If your device type lacks a specific registration function of its own (such as add_disk() or register_netdev()), or if you have created your own custom class, you may find yourself adding your device(s) to a class explicitly. Membership in a class is represented by an instance of struct class_device. There are three fields that should normally be filled in:

	struct class *class;
	struct device *dev;
	char class_id[BUS_ID_SIZE];

The class pointer, of course, should be aimed at the proper class structure. The dev pointer is optional; it is used to create the device and driver symbolic links in the device's class entry in sysfs. Since user-space processes looking to discover devices of a particular class probably want to have that pointer, you should make it easy for them. The class_id is a string which is unique within the class - it becomes, of course, the name of the device's sysfs entry.

Once the class_device structure has been set up, it can be added to the class with:

    int class_device_register(struct class_device *class_dev);

class_device_unregister() can be used at module unload time.

Once you register a class device, it becomes available to the world as a whole. If your class device is allocated dynamically, you must be very careful about when you free it. Remember that user-space processes can retain references to your device via your sysfs attributes; you must not free the class device until all of those references are gone.

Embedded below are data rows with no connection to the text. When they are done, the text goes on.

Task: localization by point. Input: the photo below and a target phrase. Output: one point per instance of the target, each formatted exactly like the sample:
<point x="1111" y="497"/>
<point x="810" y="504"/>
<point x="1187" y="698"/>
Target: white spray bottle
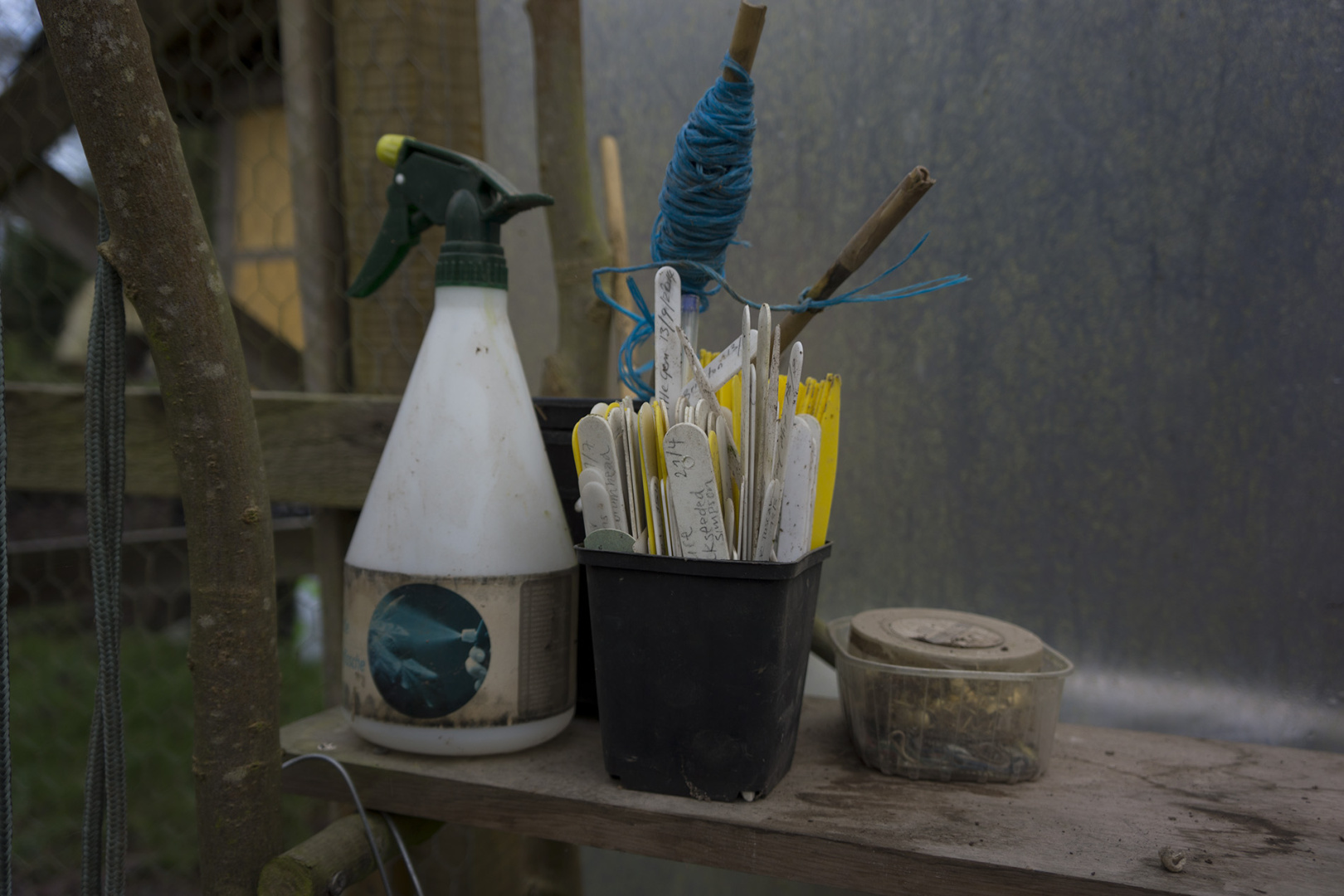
<point x="461" y="586"/>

That, of course, is the purpose of the release function stored in struct class. This function has a simple prototype:

    void release_fn(struct class_device *cd);

This function is called when the last reference to the given device goes away; it should respond by freeing the device. That call will typically happen when you call class_device_unregister() on the device, but it could happen later if other references persist.

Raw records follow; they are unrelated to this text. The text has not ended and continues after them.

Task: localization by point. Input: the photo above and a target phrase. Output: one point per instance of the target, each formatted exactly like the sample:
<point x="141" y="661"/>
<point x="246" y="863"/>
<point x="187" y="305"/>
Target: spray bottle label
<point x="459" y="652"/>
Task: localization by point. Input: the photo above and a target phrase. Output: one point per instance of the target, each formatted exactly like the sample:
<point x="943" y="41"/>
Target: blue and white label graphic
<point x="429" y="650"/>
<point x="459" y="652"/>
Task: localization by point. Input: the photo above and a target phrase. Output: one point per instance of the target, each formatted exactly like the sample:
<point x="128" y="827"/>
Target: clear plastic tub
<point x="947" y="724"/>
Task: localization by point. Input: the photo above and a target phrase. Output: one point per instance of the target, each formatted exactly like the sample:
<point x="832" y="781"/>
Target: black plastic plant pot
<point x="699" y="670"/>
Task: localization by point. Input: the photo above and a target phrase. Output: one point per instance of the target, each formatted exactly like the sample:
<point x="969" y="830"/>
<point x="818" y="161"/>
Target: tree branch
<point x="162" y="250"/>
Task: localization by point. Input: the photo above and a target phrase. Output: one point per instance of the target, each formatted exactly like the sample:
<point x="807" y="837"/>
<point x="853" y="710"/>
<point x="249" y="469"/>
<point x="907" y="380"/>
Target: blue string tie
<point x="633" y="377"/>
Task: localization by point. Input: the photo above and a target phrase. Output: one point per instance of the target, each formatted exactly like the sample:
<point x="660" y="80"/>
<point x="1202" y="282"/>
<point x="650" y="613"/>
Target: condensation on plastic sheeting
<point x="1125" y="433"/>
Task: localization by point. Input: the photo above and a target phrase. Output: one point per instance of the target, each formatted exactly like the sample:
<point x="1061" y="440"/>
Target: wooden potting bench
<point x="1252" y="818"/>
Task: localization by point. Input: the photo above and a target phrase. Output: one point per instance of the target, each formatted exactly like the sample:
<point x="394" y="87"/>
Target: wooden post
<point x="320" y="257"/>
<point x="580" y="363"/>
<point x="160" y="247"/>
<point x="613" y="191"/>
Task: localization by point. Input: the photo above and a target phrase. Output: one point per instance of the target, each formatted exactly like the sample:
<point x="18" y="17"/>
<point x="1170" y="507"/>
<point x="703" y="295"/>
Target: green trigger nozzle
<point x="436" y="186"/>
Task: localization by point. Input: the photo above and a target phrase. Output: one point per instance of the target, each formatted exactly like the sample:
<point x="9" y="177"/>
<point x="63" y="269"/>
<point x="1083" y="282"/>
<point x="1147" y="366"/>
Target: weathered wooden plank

Please note that, if your class device structure is dynamically allocated, or it embedded within another, dynamic structure, you must use a release function to free that structure or your code is buggy.

Class device attributes

Attributes are easily added to a class device entry. If the attribute is to be readable, it will need a "show" function to respond to reads; the function used to export the driver version in SBD looks like:

    static ssize_t show_version(struct class_device *cd, char *buf)
	sprintf(buf, "%s\n", Version);
	return strlen(buf) + 1;

If the attribute is to be writable, you will need a store function too:

    ssize_t (*store)(struct class_device *, const char *buf, size_t count);

These functions are then bundled into an attribute structure with:

    CLASS_DEVICE_ATTR(name, mode, show, store);

The name should not be a quoted string; it is joined in the macro to create a structure called class_device_attr_name.

The final step is to create the actual device attribute, using:

    int class_device_create_file(struct class_device *, 
                                 struct class_device_attribute *);

You can call class_device_remove_file() to get rid of an attribute, but that is also done automatically for you when a device is removed from a class.

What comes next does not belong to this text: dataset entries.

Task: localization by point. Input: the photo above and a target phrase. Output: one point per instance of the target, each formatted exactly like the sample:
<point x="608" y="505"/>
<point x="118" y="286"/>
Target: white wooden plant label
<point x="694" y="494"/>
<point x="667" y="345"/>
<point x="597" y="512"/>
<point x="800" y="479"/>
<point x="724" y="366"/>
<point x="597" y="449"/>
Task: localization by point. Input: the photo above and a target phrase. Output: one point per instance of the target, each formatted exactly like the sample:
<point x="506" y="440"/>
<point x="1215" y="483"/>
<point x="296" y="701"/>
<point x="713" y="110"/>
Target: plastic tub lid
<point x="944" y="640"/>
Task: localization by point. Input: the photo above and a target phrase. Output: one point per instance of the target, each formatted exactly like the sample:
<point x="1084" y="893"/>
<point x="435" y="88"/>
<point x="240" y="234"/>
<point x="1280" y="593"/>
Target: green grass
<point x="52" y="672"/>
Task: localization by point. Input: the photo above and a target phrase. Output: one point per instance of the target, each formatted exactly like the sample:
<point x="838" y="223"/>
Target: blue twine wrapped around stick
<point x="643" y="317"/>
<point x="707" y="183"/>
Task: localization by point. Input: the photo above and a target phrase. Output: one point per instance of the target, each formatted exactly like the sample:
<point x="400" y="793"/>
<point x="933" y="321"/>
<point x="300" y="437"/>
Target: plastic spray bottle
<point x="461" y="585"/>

The term "interface," as used within the device model, is a bit confusing. A better way to think of interfaces is as a sort of constructor and destructor mechanism for class device entries. An interface provides add() and remove() methods which are called as devices are added to (and removed from) a class; their usual purpose is to add class-specific attributes to the class device entry. They can, however, perform any other kernel function that might be useful in response to class device events.

Briefly, the creation of an interface requires the creation of a class_interface structure, which needs to have the following fields filled in:

    struct class *class;
    int (*add) (struct class_device *);
    void (*remove) (struct class_device *);

Once the interface is set up with:

    int class_interface_register(struct class_interface *);

The add() and remove() functions will be called when devices are added to (or removed from) the given class. A call to class_interface_unregister() undoes the registration.